Although predominantly centered on long-form content, the PepsiCo Stories site also includes powerful visuals, including animations, to further bring these stories to life. And the success of the site led to other conversations between Pace and the PepsiCo Talent Attraction and Engagement team around exploring additional mediums and channels to amplify employee stories, including social media. They’ve been able to keep producing videos during COVID-19 using techniques that put the power to film in the hands of the employees and while keeping everyone safe from the virus. That willingness to keep content creation going isn’t surprising to me, given the Talent Attraction and Engagement team’s firm belief that they must get out of the way of the employees so they can tell their own stories. Content “[Is] not created by corporate communications. It’s created by my [PepsiCo] colleagues. It’s not this top-down approach. You really do get a more authentic view of the brand,” she said. “This is really where the authenticity comes in.”

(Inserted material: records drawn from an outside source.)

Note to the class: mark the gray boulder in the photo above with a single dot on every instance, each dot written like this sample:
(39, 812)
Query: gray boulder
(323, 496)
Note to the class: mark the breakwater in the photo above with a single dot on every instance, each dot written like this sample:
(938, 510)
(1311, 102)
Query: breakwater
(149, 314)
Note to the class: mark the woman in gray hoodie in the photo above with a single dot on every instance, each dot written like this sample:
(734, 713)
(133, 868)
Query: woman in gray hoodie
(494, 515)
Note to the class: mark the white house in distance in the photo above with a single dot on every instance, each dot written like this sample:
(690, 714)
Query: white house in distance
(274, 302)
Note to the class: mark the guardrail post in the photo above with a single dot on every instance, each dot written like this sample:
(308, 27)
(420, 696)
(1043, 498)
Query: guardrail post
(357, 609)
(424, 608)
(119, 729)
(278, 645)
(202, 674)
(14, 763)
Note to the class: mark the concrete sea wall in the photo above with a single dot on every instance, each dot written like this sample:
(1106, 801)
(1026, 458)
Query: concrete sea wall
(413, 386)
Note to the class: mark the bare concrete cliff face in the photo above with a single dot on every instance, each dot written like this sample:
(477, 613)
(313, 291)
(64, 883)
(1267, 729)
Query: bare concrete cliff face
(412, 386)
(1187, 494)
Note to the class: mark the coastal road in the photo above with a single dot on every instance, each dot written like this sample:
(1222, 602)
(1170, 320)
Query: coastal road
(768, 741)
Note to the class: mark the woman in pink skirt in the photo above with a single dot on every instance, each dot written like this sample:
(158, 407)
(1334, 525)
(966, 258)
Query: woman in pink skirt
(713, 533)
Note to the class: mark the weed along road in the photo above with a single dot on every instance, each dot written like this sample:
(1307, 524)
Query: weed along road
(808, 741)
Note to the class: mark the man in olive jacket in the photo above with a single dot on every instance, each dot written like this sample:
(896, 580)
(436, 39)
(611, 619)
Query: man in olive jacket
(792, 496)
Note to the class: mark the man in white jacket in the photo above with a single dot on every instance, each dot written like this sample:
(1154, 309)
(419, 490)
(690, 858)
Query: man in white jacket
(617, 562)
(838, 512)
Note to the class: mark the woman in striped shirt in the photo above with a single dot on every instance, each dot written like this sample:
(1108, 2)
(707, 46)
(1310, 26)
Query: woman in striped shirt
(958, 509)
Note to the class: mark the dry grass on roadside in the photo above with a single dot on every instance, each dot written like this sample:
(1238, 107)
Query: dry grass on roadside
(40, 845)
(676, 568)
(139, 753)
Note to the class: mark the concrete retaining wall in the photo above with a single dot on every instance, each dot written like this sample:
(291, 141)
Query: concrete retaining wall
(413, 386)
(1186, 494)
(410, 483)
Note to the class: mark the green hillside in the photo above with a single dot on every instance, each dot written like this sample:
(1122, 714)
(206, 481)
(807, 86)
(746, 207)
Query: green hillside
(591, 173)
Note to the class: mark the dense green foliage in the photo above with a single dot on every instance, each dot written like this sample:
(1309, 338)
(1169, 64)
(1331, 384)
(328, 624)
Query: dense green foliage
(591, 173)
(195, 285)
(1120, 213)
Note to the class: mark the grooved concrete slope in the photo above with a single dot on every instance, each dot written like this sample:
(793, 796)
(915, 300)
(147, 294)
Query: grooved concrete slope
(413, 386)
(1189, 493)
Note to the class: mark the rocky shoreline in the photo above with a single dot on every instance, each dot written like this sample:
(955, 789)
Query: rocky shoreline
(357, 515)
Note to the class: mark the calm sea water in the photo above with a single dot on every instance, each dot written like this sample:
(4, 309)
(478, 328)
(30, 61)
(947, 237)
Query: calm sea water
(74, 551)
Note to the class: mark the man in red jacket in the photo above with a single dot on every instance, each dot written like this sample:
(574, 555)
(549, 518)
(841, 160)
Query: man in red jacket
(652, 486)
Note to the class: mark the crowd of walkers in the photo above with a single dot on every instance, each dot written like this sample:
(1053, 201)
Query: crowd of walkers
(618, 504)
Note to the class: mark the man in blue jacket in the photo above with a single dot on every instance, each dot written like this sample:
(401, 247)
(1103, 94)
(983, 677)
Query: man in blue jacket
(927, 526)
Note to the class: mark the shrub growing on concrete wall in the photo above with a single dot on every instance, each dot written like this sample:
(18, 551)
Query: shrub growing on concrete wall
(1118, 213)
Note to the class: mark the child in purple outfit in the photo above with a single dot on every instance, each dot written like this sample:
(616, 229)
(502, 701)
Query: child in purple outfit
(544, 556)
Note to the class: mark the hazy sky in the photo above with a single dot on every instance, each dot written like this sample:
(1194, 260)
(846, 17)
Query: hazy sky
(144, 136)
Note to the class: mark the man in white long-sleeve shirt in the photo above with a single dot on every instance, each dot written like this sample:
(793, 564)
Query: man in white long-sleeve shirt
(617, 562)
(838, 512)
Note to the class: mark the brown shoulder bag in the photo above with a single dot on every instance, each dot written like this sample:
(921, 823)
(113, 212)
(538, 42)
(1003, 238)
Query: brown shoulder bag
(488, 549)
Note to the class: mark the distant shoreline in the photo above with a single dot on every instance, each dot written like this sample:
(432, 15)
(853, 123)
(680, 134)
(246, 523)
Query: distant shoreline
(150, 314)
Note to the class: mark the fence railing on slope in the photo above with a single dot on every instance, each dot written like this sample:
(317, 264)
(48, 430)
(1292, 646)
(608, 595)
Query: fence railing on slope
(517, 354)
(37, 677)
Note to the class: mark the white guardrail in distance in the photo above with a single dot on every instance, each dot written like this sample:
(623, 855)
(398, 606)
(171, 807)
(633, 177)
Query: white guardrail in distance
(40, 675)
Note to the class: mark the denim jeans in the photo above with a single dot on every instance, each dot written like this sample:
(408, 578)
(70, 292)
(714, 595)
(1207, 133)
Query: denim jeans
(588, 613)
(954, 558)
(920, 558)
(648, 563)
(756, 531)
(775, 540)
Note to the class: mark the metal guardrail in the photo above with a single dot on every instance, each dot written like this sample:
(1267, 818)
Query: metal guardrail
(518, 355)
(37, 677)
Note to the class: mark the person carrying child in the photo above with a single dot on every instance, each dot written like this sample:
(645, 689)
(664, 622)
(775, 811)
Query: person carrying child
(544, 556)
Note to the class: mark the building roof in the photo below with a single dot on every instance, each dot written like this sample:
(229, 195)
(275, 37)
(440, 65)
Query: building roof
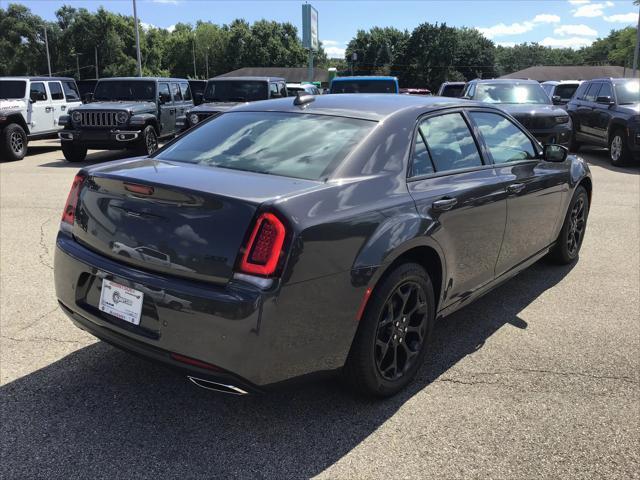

For me, this echoed the previous day’s session in Content+ with filmmaker Katherine Fairfax Wright, who talked about how much more effective documentary-style brand storytelling is when it’s unscripted, unrehearsed and unstructured. While it’s tempting for brands to want to put words in their advocates’ mouths, the customer or employee experience is much more compelling when it comes directly from a person being their real self on camera, or in any medium for that matter.

I think that’s truly the magic behind the success of the PepsiCo Stories site and our work with the PepsiCo Talent Attraction and Engagement team. That’s the secret sauce and the reason why this is such a great example of the how, of how to actually put brand purpose in action.

PepsiCo's See Yourself Inside Content Series for their PepsiCo Stories site

When Everything Is at Stake, Look Inside

This year’s Content+ conference was centered on the theme “A New Era in Storytelling” and how technology and creative helps us marketers deliver impactful stories—stories of “Relevancy, Emotion and Purpose.” The last day of the conference embodied this perfectly.

Day 5 of Content+ reinforced the importance of authenticity in our line of work, in all aspects, from staying true to one’s own purpose as an individual and an organization to the stories we tell—because that’s a big responsibility in itself.

If anything, that may be the greatest teaching we can all take away from this year’s speakers—that more often than not, the answers to the business challenges we face are right there in front of us, coming from within ourselves and our teams.